Cavan-based insulation maker Kingspan has had a tough time in the US over the years.
It sued the seller of access flooring company Tate, which it acquired in 2000 for about $120m (€93.4m). The vendor made representations and warranties that Kingspan later said were misrepresented and incorrect.
The Irish firm was subsequently awarded about $40m in an arbitration award. But things haven't always gone its way in the courtroom.
This year it lost a case in London where it sought substantial damages against a supplier of plastic that was used to make domestic oil and water tanks.
Back in the US, Kingspan has just launched a lawsuit in Texas, but it's small fry this time around.
It says it's owed about $80,000 (€62,000) from a subcontractor and is also holding others, including Boston-based insurance firm Liberty Mutual, accountable.
It's all related to a $600m makeover of the Corpus Christi Army Depot and Naval Air Station in Texas. Kingspan is arguing that a subcontractor received more products from Kingspan than paid for.
The real winners so far have been Kingspan's lawyers on the case -- a "reasonable fee" for their services already and to be rendered is about $26,500, according to the firm. Kingspan releases quarterly results later this month.
THINGS aren't getting any easier for the banks. After executives from Allied Irish Banks and Bank of Ireland had been raked over the coals in the Oireachtas earlier this week, it was Ulster Bank's turn in the spotlight yesterday.
This time it was in the form of its parent, Royal Bank of Scotland, posting another set of grim results, this time for the third quarter.
Ulster's figures told the same story of past quarters. At an operating level it is performing decently but provisions against losses and the technology glitch which stopped customers accessing their accounts for more than a fortnight in June and July have cost it dearly.
The bank, headed up by chief executive Jim Brown, has faced persistent questions about its future plans for Ireland in recent months, with speculation mounting that it could be preparing to leave the Irish market altogether.
A number of overseas lenders, most notably Bank of Scotland (Ireland) have left and are just maintaining their loan books here. Could Ulster follow them?
The bank won't comment other than to say it has a "strategy in place to address its cost to income ratio which remains too high".
If RBS does want to pull Ulster Bank out of Ireland, it would have to deal with the astronomical costs associated with winding the business up.
Unlike BOSI, which was a relative newcomer to Ireland, Ulster was set up here in 1836, employs 6,000 people and has about 1.9 million customers. The cost of closing a business of that scale probably prohibits any shutdown -- no matter how much RBS would like to do it.
FOR many a businessman, the prospect of buying a distressed asset is a juicy one and one worth chasing.
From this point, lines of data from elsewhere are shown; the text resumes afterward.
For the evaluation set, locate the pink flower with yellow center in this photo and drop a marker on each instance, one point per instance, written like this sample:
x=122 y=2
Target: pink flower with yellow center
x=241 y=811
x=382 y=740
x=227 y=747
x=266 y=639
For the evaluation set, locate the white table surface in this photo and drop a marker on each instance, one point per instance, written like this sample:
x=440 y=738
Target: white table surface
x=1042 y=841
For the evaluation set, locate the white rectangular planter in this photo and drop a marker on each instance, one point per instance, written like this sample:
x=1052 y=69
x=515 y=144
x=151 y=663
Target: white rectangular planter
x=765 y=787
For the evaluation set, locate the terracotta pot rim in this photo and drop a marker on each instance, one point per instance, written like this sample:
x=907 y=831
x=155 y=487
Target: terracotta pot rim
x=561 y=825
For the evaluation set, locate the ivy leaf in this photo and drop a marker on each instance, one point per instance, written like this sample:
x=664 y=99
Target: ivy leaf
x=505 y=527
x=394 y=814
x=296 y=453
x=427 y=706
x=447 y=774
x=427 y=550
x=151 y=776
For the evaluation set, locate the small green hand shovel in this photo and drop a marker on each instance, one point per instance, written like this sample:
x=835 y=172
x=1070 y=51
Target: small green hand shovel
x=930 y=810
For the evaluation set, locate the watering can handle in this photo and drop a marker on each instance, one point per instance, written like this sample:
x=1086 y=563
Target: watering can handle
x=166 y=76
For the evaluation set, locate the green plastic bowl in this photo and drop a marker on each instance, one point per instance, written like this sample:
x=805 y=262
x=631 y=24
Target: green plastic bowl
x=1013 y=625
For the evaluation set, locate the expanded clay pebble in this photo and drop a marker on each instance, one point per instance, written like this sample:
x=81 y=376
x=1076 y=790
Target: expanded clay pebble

You'd most likely get it at a knock-down price, leaving you to swoop in, restructure it, and be left with the potential option of selling it on at a more favourable price at a later date.
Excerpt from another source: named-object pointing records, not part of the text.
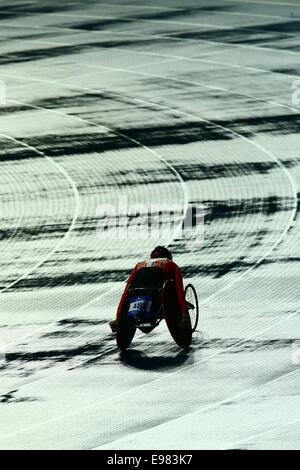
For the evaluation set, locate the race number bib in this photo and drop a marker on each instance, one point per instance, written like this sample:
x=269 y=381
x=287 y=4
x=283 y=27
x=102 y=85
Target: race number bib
x=140 y=306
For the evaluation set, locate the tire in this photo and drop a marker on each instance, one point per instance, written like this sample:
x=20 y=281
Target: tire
x=190 y=295
x=125 y=328
x=179 y=327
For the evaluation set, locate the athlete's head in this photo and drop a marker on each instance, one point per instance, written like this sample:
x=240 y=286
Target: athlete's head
x=161 y=252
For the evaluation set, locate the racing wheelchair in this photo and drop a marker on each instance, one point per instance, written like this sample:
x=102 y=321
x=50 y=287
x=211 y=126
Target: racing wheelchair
x=149 y=300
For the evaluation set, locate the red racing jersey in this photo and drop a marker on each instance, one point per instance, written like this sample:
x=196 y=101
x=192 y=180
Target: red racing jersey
x=170 y=270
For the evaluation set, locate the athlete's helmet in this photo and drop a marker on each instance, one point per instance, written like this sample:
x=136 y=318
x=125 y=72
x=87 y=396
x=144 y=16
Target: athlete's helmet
x=161 y=252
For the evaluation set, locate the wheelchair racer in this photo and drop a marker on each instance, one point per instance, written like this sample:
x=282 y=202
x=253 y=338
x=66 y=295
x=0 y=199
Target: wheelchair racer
x=161 y=258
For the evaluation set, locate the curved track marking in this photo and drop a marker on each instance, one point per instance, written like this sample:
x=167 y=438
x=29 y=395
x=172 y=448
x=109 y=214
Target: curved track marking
x=75 y=215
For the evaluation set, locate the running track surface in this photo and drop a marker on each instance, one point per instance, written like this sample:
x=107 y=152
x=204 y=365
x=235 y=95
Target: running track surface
x=161 y=103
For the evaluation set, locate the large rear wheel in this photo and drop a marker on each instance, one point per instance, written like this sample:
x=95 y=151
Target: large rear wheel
x=178 y=324
x=191 y=300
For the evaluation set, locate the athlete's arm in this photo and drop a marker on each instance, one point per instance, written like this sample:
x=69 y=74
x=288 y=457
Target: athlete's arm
x=179 y=287
x=126 y=289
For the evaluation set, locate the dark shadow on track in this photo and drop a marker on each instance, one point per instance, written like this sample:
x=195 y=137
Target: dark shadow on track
x=140 y=360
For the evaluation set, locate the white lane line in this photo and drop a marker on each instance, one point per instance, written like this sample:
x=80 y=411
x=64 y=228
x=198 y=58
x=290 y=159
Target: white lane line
x=74 y=218
x=98 y=403
x=167 y=22
x=153 y=152
x=199 y=59
x=200 y=410
x=261 y=434
x=257 y=145
x=274 y=3
x=251 y=142
x=163 y=36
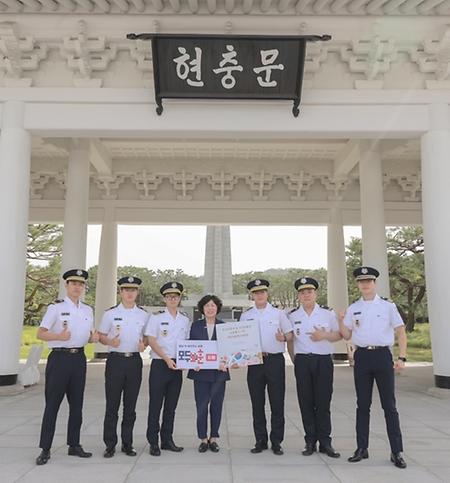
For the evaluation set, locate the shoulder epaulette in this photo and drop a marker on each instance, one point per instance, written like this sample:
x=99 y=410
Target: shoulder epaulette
x=325 y=307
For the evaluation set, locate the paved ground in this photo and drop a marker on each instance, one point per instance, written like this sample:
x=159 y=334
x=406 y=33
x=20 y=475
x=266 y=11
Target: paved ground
x=425 y=419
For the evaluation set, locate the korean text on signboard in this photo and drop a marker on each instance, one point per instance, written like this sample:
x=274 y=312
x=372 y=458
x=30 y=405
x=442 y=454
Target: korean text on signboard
x=228 y=67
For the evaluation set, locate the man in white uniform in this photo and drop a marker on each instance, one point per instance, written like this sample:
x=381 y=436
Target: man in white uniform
x=67 y=326
x=275 y=330
x=315 y=330
x=163 y=331
x=122 y=329
x=371 y=323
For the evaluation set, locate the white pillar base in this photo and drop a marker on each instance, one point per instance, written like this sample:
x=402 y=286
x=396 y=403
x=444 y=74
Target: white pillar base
x=337 y=290
x=75 y=210
x=436 y=226
x=106 y=287
x=372 y=216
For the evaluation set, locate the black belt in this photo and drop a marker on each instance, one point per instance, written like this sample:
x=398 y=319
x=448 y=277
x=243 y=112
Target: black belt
x=309 y=354
x=372 y=347
x=70 y=350
x=124 y=354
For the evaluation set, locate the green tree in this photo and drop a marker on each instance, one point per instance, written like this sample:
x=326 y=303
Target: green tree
x=407 y=272
x=43 y=269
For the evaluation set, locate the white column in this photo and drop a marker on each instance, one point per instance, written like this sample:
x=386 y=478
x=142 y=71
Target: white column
x=436 y=225
x=106 y=287
x=76 y=209
x=15 y=157
x=372 y=215
x=337 y=290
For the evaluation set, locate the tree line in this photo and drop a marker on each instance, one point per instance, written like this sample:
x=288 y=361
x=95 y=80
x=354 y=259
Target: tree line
x=406 y=272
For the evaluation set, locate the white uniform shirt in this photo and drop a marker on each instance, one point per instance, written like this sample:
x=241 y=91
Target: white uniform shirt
x=372 y=322
x=79 y=320
x=128 y=324
x=167 y=330
x=270 y=319
x=303 y=325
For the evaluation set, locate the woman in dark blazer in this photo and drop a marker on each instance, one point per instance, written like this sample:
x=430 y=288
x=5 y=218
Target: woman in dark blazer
x=209 y=384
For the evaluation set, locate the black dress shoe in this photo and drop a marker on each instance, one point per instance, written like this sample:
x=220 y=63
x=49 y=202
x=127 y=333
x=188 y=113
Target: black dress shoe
x=277 y=449
x=43 y=457
x=329 y=451
x=358 y=455
x=213 y=446
x=309 y=449
x=78 y=451
x=260 y=446
x=398 y=460
x=171 y=446
x=154 y=450
x=128 y=450
x=109 y=452
x=203 y=447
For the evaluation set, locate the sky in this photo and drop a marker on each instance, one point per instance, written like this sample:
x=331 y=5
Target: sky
x=252 y=247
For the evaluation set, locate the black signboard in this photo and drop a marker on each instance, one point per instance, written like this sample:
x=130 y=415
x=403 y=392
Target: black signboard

Others just like the challenge of taking on a struggling company that they can put their own stamp on.
There is rarely a shortage of interested parties.
They talk up the prospect of saving jobs, but they invariably want only the good in the business.
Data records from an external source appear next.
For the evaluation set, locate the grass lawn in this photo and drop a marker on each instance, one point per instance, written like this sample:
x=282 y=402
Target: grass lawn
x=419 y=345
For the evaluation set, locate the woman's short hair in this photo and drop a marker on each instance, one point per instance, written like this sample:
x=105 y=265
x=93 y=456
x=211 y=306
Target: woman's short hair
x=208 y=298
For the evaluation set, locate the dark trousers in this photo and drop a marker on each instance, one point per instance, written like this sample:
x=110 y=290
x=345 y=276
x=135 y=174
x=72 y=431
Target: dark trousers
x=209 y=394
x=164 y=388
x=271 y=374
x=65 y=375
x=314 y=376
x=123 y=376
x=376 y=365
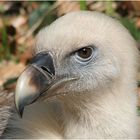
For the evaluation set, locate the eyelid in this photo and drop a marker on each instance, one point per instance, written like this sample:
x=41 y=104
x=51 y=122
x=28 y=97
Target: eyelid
x=87 y=46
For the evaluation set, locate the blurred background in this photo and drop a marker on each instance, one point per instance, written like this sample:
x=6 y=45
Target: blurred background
x=20 y=21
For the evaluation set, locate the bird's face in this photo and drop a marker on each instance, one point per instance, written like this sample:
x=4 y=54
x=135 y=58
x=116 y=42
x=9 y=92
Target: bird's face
x=75 y=55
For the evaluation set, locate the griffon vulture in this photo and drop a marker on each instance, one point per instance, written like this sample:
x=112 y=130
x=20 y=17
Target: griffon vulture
x=82 y=80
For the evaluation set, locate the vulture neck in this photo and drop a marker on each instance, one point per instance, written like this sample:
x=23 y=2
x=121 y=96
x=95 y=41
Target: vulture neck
x=100 y=114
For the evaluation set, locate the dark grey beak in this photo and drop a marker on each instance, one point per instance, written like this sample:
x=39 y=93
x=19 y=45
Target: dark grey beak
x=35 y=79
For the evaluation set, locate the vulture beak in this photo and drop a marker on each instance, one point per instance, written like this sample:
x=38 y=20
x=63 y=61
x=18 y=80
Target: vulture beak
x=36 y=79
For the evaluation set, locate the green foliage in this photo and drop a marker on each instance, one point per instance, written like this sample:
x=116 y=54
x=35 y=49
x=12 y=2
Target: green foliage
x=36 y=14
x=4 y=48
x=83 y=5
x=130 y=25
x=109 y=9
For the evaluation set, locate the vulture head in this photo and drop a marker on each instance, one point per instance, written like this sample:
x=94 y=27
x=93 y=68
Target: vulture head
x=88 y=61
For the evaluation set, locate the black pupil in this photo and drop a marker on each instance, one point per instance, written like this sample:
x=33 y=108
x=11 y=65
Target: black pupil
x=85 y=52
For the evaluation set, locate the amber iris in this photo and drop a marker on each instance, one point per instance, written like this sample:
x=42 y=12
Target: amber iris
x=85 y=52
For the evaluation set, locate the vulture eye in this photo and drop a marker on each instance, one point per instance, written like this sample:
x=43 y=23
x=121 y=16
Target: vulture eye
x=84 y=54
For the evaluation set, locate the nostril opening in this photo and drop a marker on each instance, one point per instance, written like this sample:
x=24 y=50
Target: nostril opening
x=45 y=69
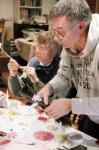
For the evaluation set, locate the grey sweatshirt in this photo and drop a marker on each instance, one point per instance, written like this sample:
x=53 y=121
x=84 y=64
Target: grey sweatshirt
x=84 y=71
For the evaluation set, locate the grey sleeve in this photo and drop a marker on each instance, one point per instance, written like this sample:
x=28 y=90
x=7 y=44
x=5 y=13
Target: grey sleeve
x=61 y=83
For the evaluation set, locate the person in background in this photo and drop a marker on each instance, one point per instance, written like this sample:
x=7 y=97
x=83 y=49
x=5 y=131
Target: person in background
x=43 y=66
x=78 y=30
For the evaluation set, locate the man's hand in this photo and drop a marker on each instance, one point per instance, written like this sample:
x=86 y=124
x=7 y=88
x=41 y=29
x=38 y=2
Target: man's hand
x=44 y=93
x=58 y=108
x=13 y=67
x=30 y=71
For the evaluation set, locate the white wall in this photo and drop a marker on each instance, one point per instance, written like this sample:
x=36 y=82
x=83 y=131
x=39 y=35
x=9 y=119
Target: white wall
x=47 y=5
x=7 y=12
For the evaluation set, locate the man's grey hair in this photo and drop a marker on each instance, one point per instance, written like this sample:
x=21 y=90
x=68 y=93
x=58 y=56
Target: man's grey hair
x=75 y=10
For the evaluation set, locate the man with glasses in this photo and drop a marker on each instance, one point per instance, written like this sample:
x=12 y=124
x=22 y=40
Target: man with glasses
x=78 y=31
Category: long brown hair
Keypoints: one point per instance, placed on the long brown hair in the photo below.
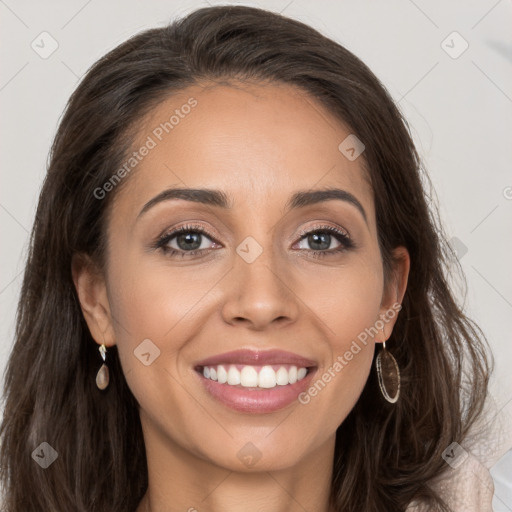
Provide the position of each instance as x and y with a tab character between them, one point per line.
386	454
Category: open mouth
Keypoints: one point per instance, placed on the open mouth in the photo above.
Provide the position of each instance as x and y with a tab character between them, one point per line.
254	377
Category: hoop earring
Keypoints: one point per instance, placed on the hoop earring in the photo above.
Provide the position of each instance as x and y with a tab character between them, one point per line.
102	378
388	375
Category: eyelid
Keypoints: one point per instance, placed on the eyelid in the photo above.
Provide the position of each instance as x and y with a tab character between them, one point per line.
169	235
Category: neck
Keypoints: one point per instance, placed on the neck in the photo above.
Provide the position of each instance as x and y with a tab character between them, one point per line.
180	481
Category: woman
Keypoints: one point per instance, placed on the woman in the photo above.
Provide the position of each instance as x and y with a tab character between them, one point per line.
236	294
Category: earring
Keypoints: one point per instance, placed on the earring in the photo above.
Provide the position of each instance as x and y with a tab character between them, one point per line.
388	374
102	378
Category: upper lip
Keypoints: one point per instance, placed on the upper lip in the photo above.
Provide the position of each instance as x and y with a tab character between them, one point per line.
257	357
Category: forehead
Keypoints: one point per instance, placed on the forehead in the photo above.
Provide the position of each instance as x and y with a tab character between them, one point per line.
257	142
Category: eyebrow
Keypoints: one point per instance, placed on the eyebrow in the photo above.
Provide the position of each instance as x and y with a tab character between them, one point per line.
218	198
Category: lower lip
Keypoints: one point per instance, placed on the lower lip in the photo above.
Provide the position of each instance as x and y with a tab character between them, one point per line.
257	400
They want nothing to do with the debt.
One party that expressed interest in Cappoquin Poultry, which was put into examinership in August, offered just that.
The challenge for those charged with finding a buyer is to find the right balance that appeases creditors and secures a future for the business.
The irony has not gone amiss. The fact that the Irish Bank Resolution Corporation -- formerly Anglo Irish Bank -- is the only one of Ireland's leading semi-state and private companies to have a fully funded pension pot will annoy those whose pensions have gone to tatters
Many defined benefit schemes are facing insolvency, and companies have been left trying to plug the black hole. The survey by Lane Clark & Peacock Ireland also revealed the IBRC had consistently reported a fully funded defined benefit pension scheme since the study began four years ago.
The obvious inference to take from the findings is that the bank was closely guarding its own money while wasting everyone else's.